The idea of MFT, as with the original Four Thirds system, is to pack SLR quality into as small a form as possible, and also decreasing the size of the lenses needed. The Olympus E-420 is a great example of what Four Thirds brings to the table, and MFT is all about making SLRs even smaller.
Not the norm form
Strictly speaking, though, this isn't an SLR; it's a digital compact with interchangeable lenses. That's why the eye viewfinder is digital rather than optical, as with a long-zoom bridge camera.
Talking of that viewfinder, it's one of the highlights - bright and sharp enough to use for precise focusing, even if it shares the same blotchiness as the main LCD.
What comes as perhaps the biggest surprise is that the Panasonic G1 is rather chunky. It's not as significantly smaller than the Olympus E-420 as we expected and would have liked – it shaves just a few millimetres off in each direction.

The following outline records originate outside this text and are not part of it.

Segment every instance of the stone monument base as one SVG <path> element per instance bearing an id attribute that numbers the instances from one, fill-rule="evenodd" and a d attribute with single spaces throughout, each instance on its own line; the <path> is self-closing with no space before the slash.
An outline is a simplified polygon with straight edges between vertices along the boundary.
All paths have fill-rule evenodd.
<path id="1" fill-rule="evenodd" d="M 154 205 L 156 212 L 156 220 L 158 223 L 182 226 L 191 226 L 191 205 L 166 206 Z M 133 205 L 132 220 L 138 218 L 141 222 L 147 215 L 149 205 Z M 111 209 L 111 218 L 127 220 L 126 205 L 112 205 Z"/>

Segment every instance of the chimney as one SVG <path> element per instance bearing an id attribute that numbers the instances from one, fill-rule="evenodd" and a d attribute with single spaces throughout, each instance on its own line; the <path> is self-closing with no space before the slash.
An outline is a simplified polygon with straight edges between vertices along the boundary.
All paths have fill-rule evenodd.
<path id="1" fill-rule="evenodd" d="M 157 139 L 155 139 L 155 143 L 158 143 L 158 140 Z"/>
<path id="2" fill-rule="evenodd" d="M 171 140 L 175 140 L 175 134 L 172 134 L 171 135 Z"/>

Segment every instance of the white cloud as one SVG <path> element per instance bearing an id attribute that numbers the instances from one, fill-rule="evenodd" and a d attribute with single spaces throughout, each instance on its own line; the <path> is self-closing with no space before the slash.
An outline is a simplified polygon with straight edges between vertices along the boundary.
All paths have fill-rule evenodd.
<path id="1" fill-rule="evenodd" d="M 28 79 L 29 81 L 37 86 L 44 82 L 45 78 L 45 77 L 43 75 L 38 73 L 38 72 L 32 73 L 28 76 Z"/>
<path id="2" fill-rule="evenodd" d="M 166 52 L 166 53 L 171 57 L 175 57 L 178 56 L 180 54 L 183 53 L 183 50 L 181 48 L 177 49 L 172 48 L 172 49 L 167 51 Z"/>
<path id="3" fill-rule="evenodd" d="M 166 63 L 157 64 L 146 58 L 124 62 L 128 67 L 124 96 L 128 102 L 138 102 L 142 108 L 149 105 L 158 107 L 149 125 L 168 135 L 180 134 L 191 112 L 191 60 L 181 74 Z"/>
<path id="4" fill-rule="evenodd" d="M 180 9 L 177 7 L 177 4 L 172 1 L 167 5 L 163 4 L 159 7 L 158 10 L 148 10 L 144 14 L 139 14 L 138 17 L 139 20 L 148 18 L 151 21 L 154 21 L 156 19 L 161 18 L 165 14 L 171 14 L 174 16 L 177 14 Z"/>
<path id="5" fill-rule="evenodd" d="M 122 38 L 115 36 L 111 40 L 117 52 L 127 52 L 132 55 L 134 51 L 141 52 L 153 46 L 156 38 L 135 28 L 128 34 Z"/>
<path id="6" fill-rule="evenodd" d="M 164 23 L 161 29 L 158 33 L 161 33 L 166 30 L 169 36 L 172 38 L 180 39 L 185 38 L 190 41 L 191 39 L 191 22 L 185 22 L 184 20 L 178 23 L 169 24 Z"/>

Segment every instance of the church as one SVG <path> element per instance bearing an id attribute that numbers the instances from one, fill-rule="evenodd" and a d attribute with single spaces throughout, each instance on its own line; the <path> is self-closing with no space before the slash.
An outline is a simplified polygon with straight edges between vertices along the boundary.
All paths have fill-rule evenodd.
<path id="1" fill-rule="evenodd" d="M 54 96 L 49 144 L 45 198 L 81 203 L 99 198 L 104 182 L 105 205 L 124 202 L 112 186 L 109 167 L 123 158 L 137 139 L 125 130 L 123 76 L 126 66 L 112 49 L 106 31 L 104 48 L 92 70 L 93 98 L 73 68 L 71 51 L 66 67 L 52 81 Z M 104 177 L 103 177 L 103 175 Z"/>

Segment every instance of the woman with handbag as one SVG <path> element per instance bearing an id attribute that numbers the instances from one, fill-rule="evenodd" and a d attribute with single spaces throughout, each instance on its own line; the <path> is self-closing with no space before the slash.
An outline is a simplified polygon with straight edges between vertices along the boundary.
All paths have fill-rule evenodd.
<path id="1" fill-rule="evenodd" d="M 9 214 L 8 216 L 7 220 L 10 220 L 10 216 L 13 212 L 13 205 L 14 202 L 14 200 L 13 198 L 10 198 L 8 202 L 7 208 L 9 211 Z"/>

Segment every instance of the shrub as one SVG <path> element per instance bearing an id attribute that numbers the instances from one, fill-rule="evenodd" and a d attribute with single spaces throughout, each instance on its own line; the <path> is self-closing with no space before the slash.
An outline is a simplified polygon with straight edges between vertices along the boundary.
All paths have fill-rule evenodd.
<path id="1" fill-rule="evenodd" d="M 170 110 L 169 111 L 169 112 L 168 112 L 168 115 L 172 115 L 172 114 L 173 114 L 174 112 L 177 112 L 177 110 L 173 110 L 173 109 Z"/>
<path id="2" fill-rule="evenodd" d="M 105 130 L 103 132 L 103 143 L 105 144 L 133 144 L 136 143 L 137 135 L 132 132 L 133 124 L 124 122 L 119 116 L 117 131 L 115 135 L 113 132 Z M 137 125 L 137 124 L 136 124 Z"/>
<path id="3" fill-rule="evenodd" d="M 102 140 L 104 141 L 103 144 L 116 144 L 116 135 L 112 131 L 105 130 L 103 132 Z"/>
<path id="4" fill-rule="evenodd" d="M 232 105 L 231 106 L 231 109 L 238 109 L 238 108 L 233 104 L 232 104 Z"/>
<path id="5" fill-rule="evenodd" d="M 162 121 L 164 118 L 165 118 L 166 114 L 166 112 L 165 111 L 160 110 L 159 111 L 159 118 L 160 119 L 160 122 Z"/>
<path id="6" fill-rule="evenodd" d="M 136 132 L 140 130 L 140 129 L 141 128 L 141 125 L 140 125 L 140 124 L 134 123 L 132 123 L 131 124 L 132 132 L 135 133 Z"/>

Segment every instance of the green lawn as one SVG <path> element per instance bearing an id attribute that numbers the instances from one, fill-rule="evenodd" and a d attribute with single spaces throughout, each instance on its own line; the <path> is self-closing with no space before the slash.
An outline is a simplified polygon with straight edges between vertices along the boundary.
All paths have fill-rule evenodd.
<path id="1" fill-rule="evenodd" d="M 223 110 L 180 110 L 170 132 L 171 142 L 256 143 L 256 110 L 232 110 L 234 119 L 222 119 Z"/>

Part of the bulk might have been saved by having a fixed LCD, rather than the swivelling one that's been chosen. On the flipside, the bulky handgrip makes the G1 comfortable to hold.
The 14-45mm kit lens is very compact, though, as is the 45-200mm model, but sadly that's where the lens choice ends at the moment. A nice, fast prime would be welcome.
Against the grain
One of the dangers of a small sensor is increased noise, particularly at high ISO. The G1's problem is that it suffers from noise even at ISO 100 and steadily gets worse until it's unusable past ISO 800.
Colours are a little insipid, too. The captured detail is good, however, despite some clipping issues, and the autofocus is nippy. The flash performance is also quite sympathetic.
The controls could be more ergonomic and logical. The Quick Menu button gives access to many settings, such as exposure compensation and metering modes, but it ironically encompasses too many options, so none of them are quickly accessed. At least ISO and white balance are available directly from the D-pad.
If Micro Four Thirds is to succeed, it needs a more competent champion than this – something with the intuitive controls a photographer requires but that's not trying so hard to look like an SLR.
Go for an Olympus E-420 or Canon G10 for now, not this poor halfway house.